Distributed learning has gained attention as a way to accelerate large-scale tasks using parallel computing and distributed storage. However, varying network conditions and heterogeneous computational capabilities among workers can lead to high latency, imbalanced workloads, and degraded learning performance. This thesis explores a distributed learning system where workers share limited communication resources. The goal is to minimize overall training time across different learning paradigms, including server-based and decentralized peer-to-peer learning, from offline to online solutions.

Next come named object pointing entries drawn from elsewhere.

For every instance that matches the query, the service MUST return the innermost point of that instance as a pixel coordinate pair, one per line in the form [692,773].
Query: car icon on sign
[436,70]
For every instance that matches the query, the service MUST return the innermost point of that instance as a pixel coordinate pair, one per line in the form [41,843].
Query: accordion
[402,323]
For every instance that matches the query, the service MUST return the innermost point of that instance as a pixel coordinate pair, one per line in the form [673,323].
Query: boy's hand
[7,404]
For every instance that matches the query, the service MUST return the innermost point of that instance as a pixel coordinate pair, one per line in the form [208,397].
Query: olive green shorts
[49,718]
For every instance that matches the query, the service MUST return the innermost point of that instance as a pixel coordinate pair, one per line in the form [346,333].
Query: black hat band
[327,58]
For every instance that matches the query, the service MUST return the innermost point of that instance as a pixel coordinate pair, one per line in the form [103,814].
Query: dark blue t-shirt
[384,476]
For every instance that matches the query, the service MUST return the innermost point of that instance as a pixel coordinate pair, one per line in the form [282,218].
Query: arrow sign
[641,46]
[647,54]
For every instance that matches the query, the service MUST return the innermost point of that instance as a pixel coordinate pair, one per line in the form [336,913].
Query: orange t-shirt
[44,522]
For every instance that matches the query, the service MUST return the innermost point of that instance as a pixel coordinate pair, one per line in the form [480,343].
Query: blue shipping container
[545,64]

We first consider server-based distributed learning, where the server updates models by aggregating local information from workers. Training time per iteration is limited by the straggler, the last worker to send its data. To reduce idle time at synchronization, we generalize online bandwidth allocation and batch size tuning as distributed online min-max optimization. Our aim is to minimize the pointwise maximum of time-varying, monotone cost functions without prior knowledge of them. We propose two novel algorithms: Distributed Online resource Re-Allocation (DORA), where non-stragglers share resources with stragglers, and Distributed Online Load Balancing with rIsk-averse assistancE (DOLBIE), where underloaded workers assist the most overloaded ones. Notably, DORA and DOLBIE avoid gradient calculations and projections, significantly reducing communication and computation overhead in large-scale networks.
We consider decentralized learning where each worker updates its model using a weighted average of its own model and those received from neighbors. The weights that each worker assigns to its neighbors form a consensus weight matrix. The overall training time is influenced by the network topology and communication speed. We propose a novel algorithm, Communication-Efficient Network Topology (CENT), which reduces training latency by removing unnecessary communication links and enforcing graph sparsity in terms of the consensus matrix. CENT uses a fixed step size to balance convergence and sparsity, while its adaptive version (CENT-A) adjusts the trade-off factor based on objective feedback. Both CENT and CENT-A maintain the training convergence rate and outperform state-of-the-art algorithms in real-world scenarios.
We further consider practical systems where workers have heterogeneous computation capacities and communication channel conditions, which can vary dynamically. We tackle the problem of jointly designing the consensus weight matrix and bandwidth allocation in an unpredictable time-varying network. We propose Dynamic Communication-Efficient Network Topology (DCENT), an algorithm that adaptively adjusts the consensus weight matrix, eliminates poor communication links, and compensates important but low-quality links with more resources. DCENT guarantees bounded dynamic regret and ensures the convergence of decentralized training. Experiments with real-world machine learning tasks demonstrate the efficacy of the proposed solution and its performance advantage over state-of-the-art algorithms.